Koh looked at the incense clock. It had gone out. The session was supposed to be over. Damn it. I’d expected the ancient past to be leisurely. Now I was trying to squeeze another few minutes out of her, like some B-list journalist interviewing Madonna. Koh turned back toward me, with her eyes looking over mine, as was proper. Hell. Hellhellhellhellhell. Really, you’d think this might be at least a little interesting. That is, you don’t meet Buck Rogers every day of the k’atun, but still, I guess she just couldn’t do this right now, the Silence was starting soon, there were lines of other, richer supplicants outside, the Synods were getting ready to close down the Rattler’s House, time was seriously a-wastin’—
Okay. Regroup. Try another tack.
“I know the exact moment that the Chewer will attack the sun nine days from now,” I said. “It will be eight hundred score and nine score and one beat after the first shard of dawn,” I said. As I think I mentioned, every sun adder in Mesoamerica knew that there would be a solar eclipse early in the day. But not even the most learned ones, the heads of the astronomer clans at Teotihuacan, Ix, or Palenque could predict the exact time. They weren’t even sure if it would be total or partial. For that stuff, you need telescopes and calculus.
“He who knows, knows,” she said. It was kind of an untranslatable idiom, but basically it was like saying “we’ll have to wait and see, won’t we?” Like, tell me something I can use this minute. She had a point.
“Then the sun will be blocked out for nineteen score and eight beats,” I said, “and then, forty-one score and eighteen beats later, it will be whole again.”
Pause. She didn’t throw me out, so I went on.

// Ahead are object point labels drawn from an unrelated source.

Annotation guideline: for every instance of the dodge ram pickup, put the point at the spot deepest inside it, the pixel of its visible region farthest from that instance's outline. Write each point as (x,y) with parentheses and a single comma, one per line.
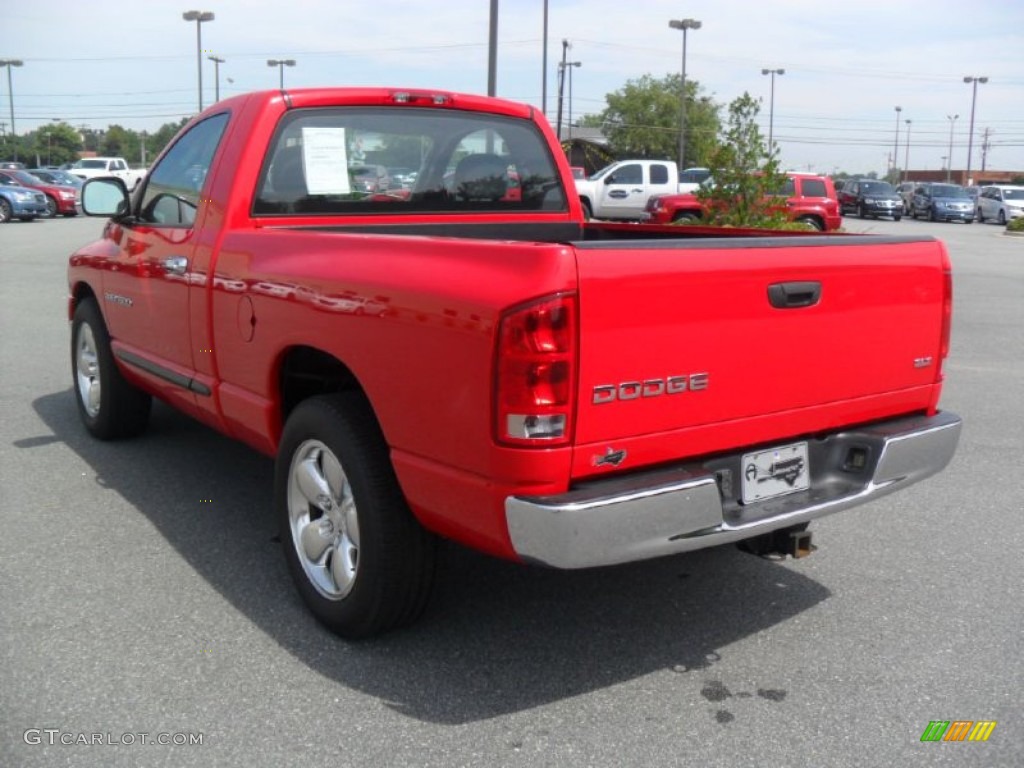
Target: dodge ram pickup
(450,359)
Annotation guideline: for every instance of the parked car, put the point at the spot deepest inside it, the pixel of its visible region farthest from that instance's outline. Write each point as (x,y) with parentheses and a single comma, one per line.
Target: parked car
(905,192)
(59,200)
(19,202)
(518,381)
(809,199)
(372,178)
(999,202)
(870,198)
(942,203)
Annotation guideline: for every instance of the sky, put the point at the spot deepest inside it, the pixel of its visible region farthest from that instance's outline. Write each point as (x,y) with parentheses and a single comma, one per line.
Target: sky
(848,67)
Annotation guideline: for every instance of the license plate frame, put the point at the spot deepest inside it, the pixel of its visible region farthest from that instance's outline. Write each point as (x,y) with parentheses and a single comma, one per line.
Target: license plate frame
(776,471)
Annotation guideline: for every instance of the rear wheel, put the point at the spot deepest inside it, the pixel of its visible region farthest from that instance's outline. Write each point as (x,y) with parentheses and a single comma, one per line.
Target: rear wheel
(109,406)
(359,559)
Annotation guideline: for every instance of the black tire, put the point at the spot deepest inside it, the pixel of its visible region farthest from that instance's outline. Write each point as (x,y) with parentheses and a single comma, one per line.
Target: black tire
(359,559)
(119,410)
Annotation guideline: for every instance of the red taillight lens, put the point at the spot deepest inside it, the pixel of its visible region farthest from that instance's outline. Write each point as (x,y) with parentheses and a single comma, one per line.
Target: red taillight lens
(536,360)
(947,314)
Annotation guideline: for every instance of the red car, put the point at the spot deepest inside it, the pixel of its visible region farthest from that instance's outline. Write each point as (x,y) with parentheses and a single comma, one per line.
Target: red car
(59,200)
(808,198)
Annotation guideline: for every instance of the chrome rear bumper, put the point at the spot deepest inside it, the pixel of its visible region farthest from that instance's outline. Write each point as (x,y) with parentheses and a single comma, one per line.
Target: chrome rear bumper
(693,506)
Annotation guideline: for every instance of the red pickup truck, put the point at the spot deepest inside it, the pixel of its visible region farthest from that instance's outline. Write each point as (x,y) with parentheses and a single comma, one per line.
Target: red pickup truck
(459,361)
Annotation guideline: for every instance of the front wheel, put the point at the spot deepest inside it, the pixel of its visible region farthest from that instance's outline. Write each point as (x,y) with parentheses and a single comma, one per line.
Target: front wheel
(109,406)
(359,559)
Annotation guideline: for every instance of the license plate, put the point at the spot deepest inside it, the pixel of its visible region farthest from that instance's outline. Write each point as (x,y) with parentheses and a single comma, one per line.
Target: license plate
(775,472)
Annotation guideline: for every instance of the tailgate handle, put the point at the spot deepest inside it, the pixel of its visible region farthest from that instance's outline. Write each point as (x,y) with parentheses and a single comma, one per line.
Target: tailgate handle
(794,295)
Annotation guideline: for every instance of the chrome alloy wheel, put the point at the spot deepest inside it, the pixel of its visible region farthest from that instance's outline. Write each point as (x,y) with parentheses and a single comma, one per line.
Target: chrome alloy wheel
(87,371)
(323,518)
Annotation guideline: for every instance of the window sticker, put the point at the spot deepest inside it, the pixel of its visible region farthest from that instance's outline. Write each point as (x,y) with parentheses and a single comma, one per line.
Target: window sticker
(325,156)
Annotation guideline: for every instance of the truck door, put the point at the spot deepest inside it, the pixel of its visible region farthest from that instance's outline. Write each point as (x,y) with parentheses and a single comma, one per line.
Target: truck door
(623,195)
(146,294)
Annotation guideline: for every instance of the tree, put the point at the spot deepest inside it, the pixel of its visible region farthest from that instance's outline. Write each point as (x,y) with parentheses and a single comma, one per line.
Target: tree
(747,176)
(642,120)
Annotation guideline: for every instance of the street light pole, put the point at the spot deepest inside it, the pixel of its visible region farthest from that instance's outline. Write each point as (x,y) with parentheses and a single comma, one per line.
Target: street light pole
(10,62)
(217,60)
(570,65)
(970,138)
(684,25)
(896,147)
(949,157)
(281,64)
(199,16)
(906,157)
(771,103)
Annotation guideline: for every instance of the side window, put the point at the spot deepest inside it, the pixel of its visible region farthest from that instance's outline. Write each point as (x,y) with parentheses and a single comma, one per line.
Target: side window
(172,192)
(629,174)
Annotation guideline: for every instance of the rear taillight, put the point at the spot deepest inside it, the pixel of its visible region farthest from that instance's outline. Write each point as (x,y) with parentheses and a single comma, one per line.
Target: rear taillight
(536,370)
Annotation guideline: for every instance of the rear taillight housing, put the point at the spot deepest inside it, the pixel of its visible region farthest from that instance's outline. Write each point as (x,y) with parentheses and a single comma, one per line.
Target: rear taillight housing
(536,373)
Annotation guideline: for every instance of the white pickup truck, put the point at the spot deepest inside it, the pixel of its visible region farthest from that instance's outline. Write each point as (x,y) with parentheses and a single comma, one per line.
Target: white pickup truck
(95,167)
(622,189)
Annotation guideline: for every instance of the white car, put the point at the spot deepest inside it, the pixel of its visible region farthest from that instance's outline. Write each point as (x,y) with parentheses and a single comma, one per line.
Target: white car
(1000,202)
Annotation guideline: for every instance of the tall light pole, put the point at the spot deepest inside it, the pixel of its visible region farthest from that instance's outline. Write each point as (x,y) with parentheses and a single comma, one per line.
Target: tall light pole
(563,66)
(199,16)
(684,25)
(9,62)
(906,156)
(896,146)
(217,60)
(949,157)
(771,104)
(970,138)
(281,64)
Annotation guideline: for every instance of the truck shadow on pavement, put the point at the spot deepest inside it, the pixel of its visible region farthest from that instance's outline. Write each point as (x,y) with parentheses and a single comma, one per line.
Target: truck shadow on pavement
(497,637)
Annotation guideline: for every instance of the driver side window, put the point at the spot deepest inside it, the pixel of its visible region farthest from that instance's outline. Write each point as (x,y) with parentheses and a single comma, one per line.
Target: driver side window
(174,185)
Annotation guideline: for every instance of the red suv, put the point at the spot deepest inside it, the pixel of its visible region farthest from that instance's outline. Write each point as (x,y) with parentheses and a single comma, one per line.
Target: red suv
(808,198)
(59,200)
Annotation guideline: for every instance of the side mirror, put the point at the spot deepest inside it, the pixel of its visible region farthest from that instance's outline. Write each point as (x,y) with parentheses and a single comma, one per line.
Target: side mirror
(104,197)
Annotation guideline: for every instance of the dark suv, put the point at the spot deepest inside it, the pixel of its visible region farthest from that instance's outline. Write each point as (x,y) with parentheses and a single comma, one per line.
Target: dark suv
(942,203)
(870,198)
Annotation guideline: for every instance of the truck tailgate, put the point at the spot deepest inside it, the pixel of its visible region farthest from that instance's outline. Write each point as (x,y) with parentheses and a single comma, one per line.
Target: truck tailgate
(687,347)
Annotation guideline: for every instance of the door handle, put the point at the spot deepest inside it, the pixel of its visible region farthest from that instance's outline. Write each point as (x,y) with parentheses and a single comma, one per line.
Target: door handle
(175,264)
(794,295)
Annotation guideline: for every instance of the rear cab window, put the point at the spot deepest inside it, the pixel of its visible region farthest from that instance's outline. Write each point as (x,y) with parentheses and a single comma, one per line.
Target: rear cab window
(331,161)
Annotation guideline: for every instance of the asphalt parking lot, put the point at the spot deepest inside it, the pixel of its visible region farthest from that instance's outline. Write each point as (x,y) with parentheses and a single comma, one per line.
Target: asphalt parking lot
(142,592)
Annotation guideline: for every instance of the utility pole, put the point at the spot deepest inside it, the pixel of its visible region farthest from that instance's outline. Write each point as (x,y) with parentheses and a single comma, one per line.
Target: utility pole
(561,87)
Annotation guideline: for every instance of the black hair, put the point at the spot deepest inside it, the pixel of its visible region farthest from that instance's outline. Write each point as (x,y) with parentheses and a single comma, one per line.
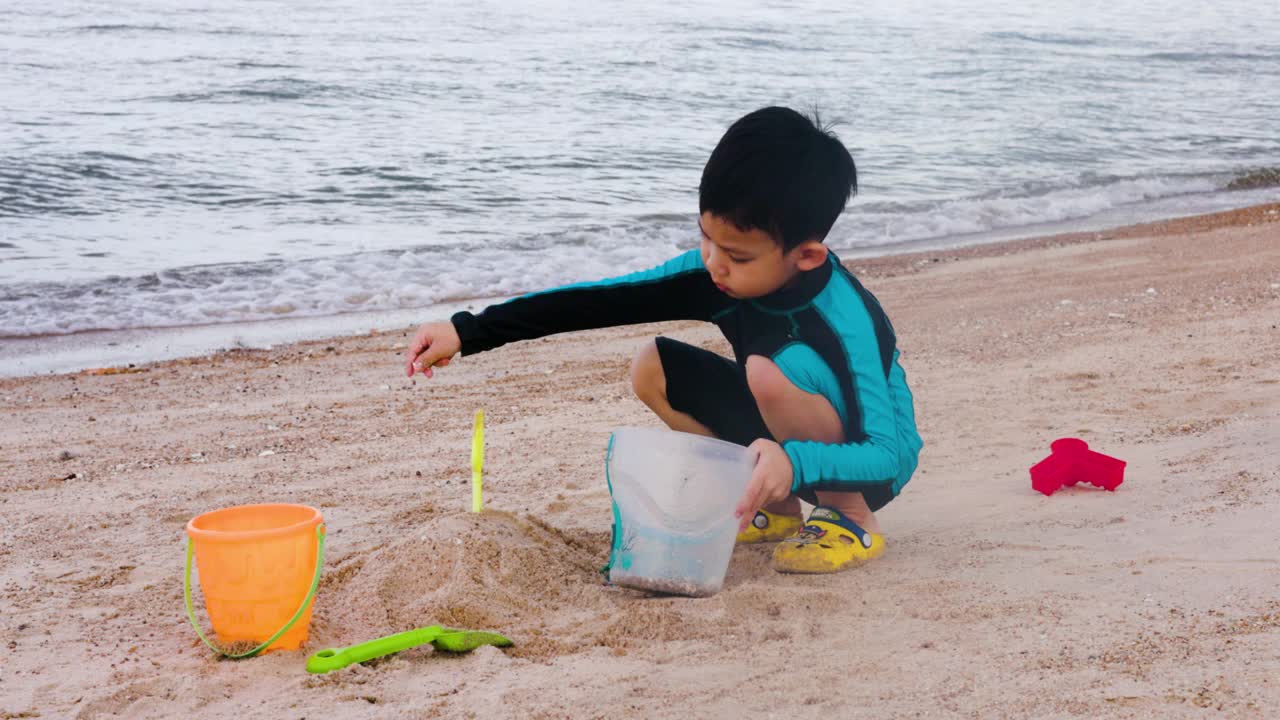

“Except nothing really chews on the sun,” I said. “Blood Rabbitess comes between the earth and the sun”—Koh clicked unimpressedly, meaning she already knew that—“and blood Rabbitess is a ball, with the same side always turned toward us, and the sun is a flaming ball, like a night-game hipball, and Sun Vanquisher and Sun Trumpeter are the same being”—she clicked at that too—“and that being is also a ball, and the zeroth level”—that is, the earth—“is also a ball, and it holds us to itself the way a large lodestone holds on to smaller ones. And the cigar fires of Iztamna and Ixchel, and 7 Hunaphu, they’re also just balls, all lobbing high around the sun.”
“But they don’t fall,” she said.
Hah, I thought. The mask slips. The Ice Empress really is interested in something.
“They are falling,” I said, “but they have a long way still to fall before they hit the sun. They’ll be falling for another four hundred times four hundred times four hundred times four hundred times four hundred times four hundred times four hundred b’ak’tuns.” This had better be blowing her mind, I thought. It’s my A material. I leaned forward—ill-manneredly—and picked a shallow round bowl out of the array of clayware next to the brazier. I pulled the neck-slit of my manta up to my mouth, popped off one of the round gray-stone beads with my teeth, yanked the dangling thread out of the bead, dropped the bead in the bowl, picked up the bowl, and rolled the bead around. It was pretty wobbly but I launched into my spiel anyway:
“The center of this bowl is like the sun,” I said. “And we stand on one side of the bead. And as we spin it appears to us that the sun is moving. But really we’re the beings who are moving.”
“So you next to me say the sun is at the bottom of the turquoise bowl,” she said.
“No, there is no bowl. There is no sky shell. The sky is just wind all the way up. And actually, we don’t move around it quite in a circle. We move in a shape like a goose’s egg.”